Old question?

M

mdh

Hi Group,
At the risk of being very repetitive, may I ask this. K&R 1-23 has been

extensively covered in the archives. I have read all these and the
answer offered by Tondo/Gimpel.
In seeking to eliminate comments from a valid C program, special
attention is directed at the double-forward slash (//). My question is
when would this arise? If it appears within double-quotes or
single-quotes it should be handled there, and if it appears thus:
/* stuff here */ /* more stuff here */

then it should be handled as 2 different comments?

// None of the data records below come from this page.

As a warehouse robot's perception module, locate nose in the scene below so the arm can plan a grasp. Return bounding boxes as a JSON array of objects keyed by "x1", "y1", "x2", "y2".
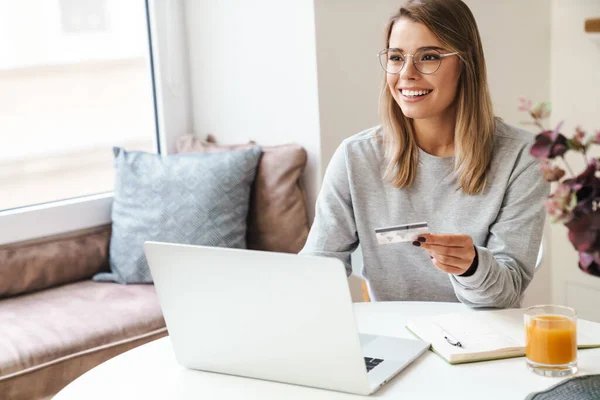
[{"x1": 400, "y1": 54, "x2": 419, "y2": 81}]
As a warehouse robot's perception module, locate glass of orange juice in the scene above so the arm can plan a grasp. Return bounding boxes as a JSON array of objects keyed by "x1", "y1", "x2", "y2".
[{"x1": 524, "y1": 305, "x2": 577, "y2": 376}]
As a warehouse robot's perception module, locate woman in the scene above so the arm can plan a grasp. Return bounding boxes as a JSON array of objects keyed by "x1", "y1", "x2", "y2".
[{"x1": 301, "y1": 0, "x2": 550, "y2": 308}]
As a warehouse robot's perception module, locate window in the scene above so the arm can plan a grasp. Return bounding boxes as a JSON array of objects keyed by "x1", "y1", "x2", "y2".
[{"x1": 0, "y1": 0, "x2": 158, "y2": 212}]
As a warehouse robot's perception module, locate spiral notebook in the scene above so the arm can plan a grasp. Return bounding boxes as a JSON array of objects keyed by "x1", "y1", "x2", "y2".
[{"x1": 406, "y1": 309, "x2": 600, "y2": 364}]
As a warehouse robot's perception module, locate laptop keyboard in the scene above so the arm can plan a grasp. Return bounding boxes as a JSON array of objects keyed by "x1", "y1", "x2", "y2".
[{"x1": 365, "y1": 357, "x2": 383, "y2": 372}]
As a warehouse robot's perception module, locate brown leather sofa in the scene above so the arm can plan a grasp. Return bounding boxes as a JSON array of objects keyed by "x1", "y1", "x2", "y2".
[{"x1": 0, "y1": 136, "x2": 309, "y2": 400}]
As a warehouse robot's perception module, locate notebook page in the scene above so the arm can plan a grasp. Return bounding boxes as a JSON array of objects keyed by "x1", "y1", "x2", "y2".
[{"x1": 431, "y1": 311, "x2": 525, "y2": 354}]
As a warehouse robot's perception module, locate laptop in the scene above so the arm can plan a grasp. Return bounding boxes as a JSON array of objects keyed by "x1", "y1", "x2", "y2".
[{"x1": 144, "y1": 242, "x2": 429, "y2": 395}]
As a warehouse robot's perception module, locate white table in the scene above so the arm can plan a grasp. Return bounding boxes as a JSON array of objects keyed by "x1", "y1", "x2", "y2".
[{"x1": 54, "y1": 302, "x2": 600, "y2": 400}]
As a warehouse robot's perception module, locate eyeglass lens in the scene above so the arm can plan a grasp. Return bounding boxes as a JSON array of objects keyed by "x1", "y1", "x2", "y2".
[{"x1": 379, "y1": 49, "x2": 442, "y2": 74}]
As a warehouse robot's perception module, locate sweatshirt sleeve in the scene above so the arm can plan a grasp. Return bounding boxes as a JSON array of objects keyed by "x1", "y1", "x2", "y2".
[
  {"x1": 300, "y1": 143, "x2": 358, "y2": 276},
  {"x1": 450, "y1": 157, "x2": 550, "y2": 308}
]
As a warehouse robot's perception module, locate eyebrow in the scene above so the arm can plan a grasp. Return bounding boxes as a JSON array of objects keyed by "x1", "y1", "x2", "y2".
[{"x1": 388, "y1": 46, "x2": 446, "y2": 53}]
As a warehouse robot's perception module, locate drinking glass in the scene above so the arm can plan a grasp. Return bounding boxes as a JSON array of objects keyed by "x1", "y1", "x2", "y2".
[{"x1": 524, "y1": 305, "x2": 577, "y2": 377}]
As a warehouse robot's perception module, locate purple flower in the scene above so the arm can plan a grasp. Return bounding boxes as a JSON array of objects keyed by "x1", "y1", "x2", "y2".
[
  {"x1": 529, "y1": 122, "x2": 569, "y2": 159},
  {"x1": 544, "y1": 184, "x2": 575, "y2": 222},
  {"x1": 579, "y1": 252, "x2": 600, "y2": 276}
]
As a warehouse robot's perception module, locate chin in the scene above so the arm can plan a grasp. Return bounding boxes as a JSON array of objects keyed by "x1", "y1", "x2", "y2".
[{"x1": 400, "y1": 107, "x2": 432, "y2": 119}]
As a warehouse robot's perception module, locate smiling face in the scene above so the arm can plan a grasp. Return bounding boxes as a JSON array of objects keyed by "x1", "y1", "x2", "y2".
[{"x1": 387, "y1": 18, "x2": 460, "y2": 119}]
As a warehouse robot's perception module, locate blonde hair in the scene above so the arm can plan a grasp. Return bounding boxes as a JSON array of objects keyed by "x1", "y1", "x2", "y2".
[{"x1": 380, "y1": 0, "x2": 496, "y2": 195}]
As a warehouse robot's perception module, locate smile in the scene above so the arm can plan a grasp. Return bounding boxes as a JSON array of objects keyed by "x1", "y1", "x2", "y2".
[
  {"x1": 399, "y1": 89, "x2": 433, "y2": 103},
  {"x1": 400, "y1": 89, "x2": 433, "y2": 99}
]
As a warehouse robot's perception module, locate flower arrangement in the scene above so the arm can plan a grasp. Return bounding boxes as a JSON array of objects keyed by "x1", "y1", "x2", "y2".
[{"x1": 519, "y1": 98, "x2": 600, "y2": 276}]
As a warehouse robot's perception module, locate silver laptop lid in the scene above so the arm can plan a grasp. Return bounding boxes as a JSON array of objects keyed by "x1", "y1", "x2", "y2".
[{"x1": 144, "y1": 242, "x2": 370, "y2": 394}]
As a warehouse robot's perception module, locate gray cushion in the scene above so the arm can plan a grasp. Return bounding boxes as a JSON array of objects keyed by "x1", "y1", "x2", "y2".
[
  {"x1": 94, "y1": 147, "x2": 261, "y2": 283},
  {"x1": 526, "y1": 374, "x2": 600, "y2": 400}
]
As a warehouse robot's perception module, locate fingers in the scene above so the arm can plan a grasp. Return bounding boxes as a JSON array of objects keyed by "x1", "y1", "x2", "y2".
[
  {"x1": 421, "y1": 243, "x2": 466, "y2": 258},
  {"x1": 429, "y1": 252, "x2": 471, "y2": 269},
  {"x1": 420, "y1": 233, "x2": 473, "y2": 247},
  {"x1": 431, "y1": 257, "x2": 465, "y2": 275}
]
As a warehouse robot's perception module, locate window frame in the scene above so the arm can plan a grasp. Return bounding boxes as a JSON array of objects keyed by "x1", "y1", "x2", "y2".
[{"x1": 0, "y1": 0, "x2": 192, "y2": 246}]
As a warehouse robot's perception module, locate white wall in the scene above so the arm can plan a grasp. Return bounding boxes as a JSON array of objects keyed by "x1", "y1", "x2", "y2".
[
  {"x1": 550, "y1": 0, "x2": 600, "y2": 321},
  {"x1": 185, "y1": 0, "x2": 321, "y2": 217},
  {"x1": 185, "y1": 0, "x2": 551, "y2": 302}
]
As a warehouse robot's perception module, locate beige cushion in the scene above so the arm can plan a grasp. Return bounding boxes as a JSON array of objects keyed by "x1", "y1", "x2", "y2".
[
  {"x1": 0, "y1": 280, "x2": 166, "y2": 399},
  {"x1": 177, "y1": 135, "x2": 309, "y2": 253},
  {"x1": 0, "y1": 226, "x2": 110, "y2": 298}
]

I may have missed it in some of the previous discussions, and if so , I

will happily be directed there.

Thank you.
 
K

Keith Thompson

mdh said:
At the risk of being very repetitive, may I ask this. K&R 1-23 has been
extensively covered in the archives. I have read all these and the
answer offered by Tondo/Gimpel.
In seeking to eliminate comments from a valid C program, special
attention is directed at the double-forward slash (//). My question is
when would this arise? If it appears within double-quotes or
single-quotes it should be handled there, and if it appears thus:
/* stuff here */ /* more stuff here */
then it should be handled as 2 different comments?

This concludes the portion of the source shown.